Tuesday, September 21, 2010

Hey, it's my birthday! I forgot.

This post has nothing to do with my birthday. I just noticed that the date said September 21 as I was about to post this. This is about the anti-stalking rules.

7:59 AM 9/21/10

Today I wrote to Carrie and told her that Curtis should block me on facebook and make his profile private, because that's the only page that I know about where I can read what's going on in his life. I've been getting upset about things, like when he and Carrie break up with each other, or when they're fighting, or when he says he's joining the Marines because he can't get a job (he said the Marines rejected him because of his tattoos, but I'm guessing he'll go try and get into the army or some other branch of the military that would accept him).

I told Carrie that I don't believe in the military *at all* and that even though most people think that it's safe, and honorable, and a good way to earn money, and all those things, I don't believe any of that. All of that is a lie. All of it is propaganda. Bullshit. Signing up for the army is suicide. I told her that when he said he was going to try to join the Marines, I see that as if he held a gun to his own head. It's a suicide threat. He doesn't see it that way - he sees it as his only hope for a better future. But I don't believe it leads to a better future. It leads to post-traumatic stress syndrome. And they give you 'skills' that you'll never use in a real job ever again after the military.

I don't think Curtis, or Carrie, understands my feelings about him or why I'm still trying to contact him. I really do love him, for real, myself, and I really am attracted to him. But it was 'the voices' that forced me to actually *try* to talk to him on the phone, text, and email, and try to be friends with him in real life. I wouldn't have even tried. And it's the voices that keep reminding me about him, over and over. It's true, I cry when I go to work and see that he's not there, and I cry when I remember things we said to each other or things we did. I cry because he isn't there. But that would gradually fade away and I would get over it, after weeks or months. The voices won't let me forget, though, and they keep pushing and pushing and pushing for me to keep trying to contact him even though he doesn't want me to.
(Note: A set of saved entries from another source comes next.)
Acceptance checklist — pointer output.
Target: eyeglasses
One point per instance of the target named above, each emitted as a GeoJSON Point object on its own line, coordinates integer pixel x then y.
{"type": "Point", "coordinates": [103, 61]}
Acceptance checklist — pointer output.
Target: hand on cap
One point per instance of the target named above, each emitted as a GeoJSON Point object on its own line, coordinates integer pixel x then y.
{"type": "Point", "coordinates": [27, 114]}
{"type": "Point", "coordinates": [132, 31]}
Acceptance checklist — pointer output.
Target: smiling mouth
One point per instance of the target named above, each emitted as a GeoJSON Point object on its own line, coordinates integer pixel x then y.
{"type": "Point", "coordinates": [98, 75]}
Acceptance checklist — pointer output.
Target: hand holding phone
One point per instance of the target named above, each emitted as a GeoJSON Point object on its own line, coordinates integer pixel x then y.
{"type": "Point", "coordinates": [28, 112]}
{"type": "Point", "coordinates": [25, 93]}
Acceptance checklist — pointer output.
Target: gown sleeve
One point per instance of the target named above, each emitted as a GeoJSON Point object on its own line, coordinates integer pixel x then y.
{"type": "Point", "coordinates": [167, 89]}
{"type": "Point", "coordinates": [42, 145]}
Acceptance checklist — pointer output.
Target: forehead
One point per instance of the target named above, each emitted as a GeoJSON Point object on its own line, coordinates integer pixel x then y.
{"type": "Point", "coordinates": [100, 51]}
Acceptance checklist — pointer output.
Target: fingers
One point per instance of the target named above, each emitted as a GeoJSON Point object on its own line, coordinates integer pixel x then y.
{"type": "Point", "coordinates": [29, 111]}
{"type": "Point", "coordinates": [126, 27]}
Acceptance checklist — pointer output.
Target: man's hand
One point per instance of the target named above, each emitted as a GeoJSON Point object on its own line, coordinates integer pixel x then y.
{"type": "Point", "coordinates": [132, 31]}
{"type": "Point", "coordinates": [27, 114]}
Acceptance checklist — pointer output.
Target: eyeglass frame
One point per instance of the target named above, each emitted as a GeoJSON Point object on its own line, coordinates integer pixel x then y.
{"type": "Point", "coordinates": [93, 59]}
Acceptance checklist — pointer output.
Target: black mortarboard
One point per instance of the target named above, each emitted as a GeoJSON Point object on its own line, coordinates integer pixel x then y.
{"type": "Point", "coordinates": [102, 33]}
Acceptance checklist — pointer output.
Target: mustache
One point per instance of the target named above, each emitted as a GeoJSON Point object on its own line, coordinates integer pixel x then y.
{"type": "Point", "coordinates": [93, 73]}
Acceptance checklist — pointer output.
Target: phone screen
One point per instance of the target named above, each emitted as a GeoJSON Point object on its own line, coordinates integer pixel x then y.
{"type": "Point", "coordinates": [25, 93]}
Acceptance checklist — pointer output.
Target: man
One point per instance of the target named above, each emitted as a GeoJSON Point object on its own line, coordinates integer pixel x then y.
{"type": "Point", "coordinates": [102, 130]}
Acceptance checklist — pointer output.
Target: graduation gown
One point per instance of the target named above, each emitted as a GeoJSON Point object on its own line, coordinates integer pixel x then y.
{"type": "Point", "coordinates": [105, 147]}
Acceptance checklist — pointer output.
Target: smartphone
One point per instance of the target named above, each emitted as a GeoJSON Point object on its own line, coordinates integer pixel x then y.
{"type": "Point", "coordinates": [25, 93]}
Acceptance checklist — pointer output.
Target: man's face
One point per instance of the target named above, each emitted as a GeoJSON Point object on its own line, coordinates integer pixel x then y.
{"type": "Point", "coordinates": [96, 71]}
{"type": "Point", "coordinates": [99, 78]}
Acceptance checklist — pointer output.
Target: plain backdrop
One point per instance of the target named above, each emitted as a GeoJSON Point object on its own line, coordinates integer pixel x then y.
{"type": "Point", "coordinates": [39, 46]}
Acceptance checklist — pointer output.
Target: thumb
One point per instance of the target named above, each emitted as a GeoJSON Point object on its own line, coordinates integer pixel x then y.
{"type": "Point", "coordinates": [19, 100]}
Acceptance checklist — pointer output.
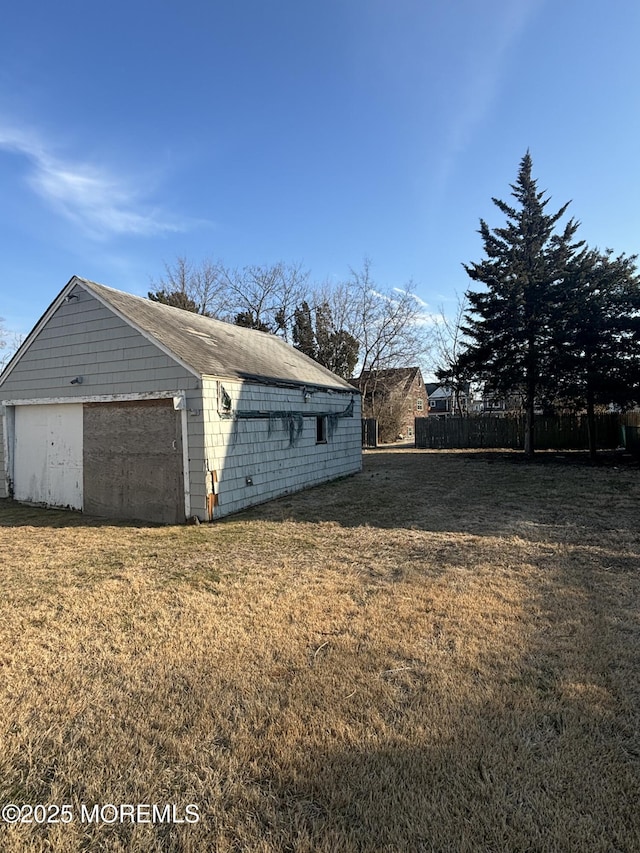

He sent me an email saying he doesn't need my help. I've been offering to help him with money, and I explained that I'm, basically, paying him to be my friend and to let me see him. I don't know how he's going to respond to that. I'm guessing he probably isn't able to do anything unconventional. If it's off the beaten path, he can't do it. It's too strange for him to imagine getting paid just to let me spend time talking with him once a week, because other people don't do that. Nobody else is doing it, so he can't do it either. That's how everybody is. They won't even consider doing something that other people don't do. He would rather go into the military - he would rather commit suicide - he would rather *die* - than take money from me by doing something that other people don't usually do. And he doesn't see it that way. I'm just some weird person babbling nonsense that he can't understand, while he thinks that the military is a nice, good thing that everybody approves of.